Poet Weaves Street Sense, Sincerity into Prize-Winning Work

October 24, 2008

There are times when hearing is believing. Listen to Cornelius Eady read his poems and you will hear cadences of blues and jazz. You will witness unflinching social commentary. You will recognize or learn to empathize with the struggles. You might feel like he is someone you have always known.

The public is invited to hear Eady’s infectious, unhurried, baritone at a reading and discussion at 7:30 p.m. October 29 in Francis Auditorium at Mary Baldwin University (Mary Baldwin). The public lecture is part of Eady’s visit as Mary Baldwin’s 2008–09 Elizabeth Kirkpatrick Doenges Visiting Artist/Scholar. He will also be a guest in classes during his fall stay and return to teach a three-week course during the college’s May Term in 2009.

Eady, associate professor of English and director of the creative writing program at University of Notre Dame, will intersperse excerpts from his poems into a narrative of his life, describing how his work as a writer expanded into teaching, theatrical collaboration, and the co-founding of a national organization for African-American poets, Cave Canem. Reflecting Mary Baldwin’s campus-wide theme, Maps, Eady’s self-introduction is titled “Mapping the Muse: A Poet’s Journey.”
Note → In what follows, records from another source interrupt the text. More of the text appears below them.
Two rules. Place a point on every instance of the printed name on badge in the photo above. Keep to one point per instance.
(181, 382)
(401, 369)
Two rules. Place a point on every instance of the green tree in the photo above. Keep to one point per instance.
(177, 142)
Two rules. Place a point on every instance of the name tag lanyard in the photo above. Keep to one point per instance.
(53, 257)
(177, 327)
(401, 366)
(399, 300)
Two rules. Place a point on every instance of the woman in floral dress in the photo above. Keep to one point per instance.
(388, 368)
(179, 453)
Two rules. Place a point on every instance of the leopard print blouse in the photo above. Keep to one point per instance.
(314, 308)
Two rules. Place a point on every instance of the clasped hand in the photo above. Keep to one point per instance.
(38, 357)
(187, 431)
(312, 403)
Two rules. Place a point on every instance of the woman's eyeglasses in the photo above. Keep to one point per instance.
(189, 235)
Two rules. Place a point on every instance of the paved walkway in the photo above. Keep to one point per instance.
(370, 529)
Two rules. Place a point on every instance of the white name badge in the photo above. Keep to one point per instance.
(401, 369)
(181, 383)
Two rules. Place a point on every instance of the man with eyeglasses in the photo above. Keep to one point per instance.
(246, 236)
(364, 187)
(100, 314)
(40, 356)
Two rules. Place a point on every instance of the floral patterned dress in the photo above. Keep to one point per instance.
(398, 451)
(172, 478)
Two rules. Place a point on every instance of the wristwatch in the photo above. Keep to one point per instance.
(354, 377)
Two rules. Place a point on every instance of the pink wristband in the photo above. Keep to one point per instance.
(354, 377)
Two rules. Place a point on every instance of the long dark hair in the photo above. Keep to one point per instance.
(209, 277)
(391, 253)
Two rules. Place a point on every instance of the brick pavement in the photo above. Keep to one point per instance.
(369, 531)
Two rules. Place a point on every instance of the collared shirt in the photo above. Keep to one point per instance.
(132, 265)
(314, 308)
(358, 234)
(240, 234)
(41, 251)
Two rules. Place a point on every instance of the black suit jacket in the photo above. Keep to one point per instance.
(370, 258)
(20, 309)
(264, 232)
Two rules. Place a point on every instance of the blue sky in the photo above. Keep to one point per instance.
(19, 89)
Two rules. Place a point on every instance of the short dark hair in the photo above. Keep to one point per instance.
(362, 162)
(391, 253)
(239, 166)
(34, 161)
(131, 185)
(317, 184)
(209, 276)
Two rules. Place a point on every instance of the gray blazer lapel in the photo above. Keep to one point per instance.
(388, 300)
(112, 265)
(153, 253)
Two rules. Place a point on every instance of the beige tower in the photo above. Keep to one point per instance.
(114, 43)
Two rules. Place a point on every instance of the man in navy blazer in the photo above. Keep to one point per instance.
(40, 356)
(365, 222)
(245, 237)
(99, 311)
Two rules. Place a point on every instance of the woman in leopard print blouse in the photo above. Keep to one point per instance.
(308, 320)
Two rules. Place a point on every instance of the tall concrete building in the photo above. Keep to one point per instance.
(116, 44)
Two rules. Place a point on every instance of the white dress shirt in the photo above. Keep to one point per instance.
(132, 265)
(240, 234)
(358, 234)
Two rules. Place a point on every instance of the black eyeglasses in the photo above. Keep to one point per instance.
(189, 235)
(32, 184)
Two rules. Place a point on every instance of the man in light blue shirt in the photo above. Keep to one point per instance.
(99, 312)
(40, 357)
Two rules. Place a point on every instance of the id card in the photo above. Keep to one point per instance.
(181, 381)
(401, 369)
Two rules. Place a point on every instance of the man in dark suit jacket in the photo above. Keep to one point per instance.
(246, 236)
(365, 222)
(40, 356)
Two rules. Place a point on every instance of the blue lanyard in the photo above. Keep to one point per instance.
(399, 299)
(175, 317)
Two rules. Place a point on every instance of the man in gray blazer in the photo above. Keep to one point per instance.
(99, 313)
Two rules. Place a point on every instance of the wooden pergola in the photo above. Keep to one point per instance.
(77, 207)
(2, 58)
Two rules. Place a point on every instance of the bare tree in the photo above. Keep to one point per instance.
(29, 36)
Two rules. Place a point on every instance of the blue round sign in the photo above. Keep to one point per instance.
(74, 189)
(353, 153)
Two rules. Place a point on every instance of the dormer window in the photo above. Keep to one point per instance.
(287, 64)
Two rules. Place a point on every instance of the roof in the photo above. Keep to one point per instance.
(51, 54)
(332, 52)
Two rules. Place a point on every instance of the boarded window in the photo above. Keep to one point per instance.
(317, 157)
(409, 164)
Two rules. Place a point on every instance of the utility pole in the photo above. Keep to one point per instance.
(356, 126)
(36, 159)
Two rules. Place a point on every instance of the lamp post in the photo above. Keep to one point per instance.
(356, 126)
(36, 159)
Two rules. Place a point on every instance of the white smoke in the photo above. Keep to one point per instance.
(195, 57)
Rick Plant, Mary Baldwin professor of English, still remembers how Eady “won over our students with his energy and his encouraging demeanor — not to mention his red sneakers and enormous warm smile” when he appeared at Mary Baldwin more than a decade ago.

Eady is the author of six books of poetry and his work has appeared in numerous journals, magazines, and anthologies. Recognition for his writing is extensive, including a Guggenheim Fellowship in Poetry, a National Endowment for the Arts Fellowship in Literature, the Lamont Prize from the Academy of American Poets, and a nomination for the Pulitzer Prize in Poetry, among others. The Elizabeth Kirkpatrick Doenges Visiting Artist/Scholar brings distinguished professionals and scholars in visual and literary arts to Mary Baldwin, providing learning opportunities for the college and the community. The program was created by friends and family of the late Elizabeth K. “Liddy” Doenges ’63.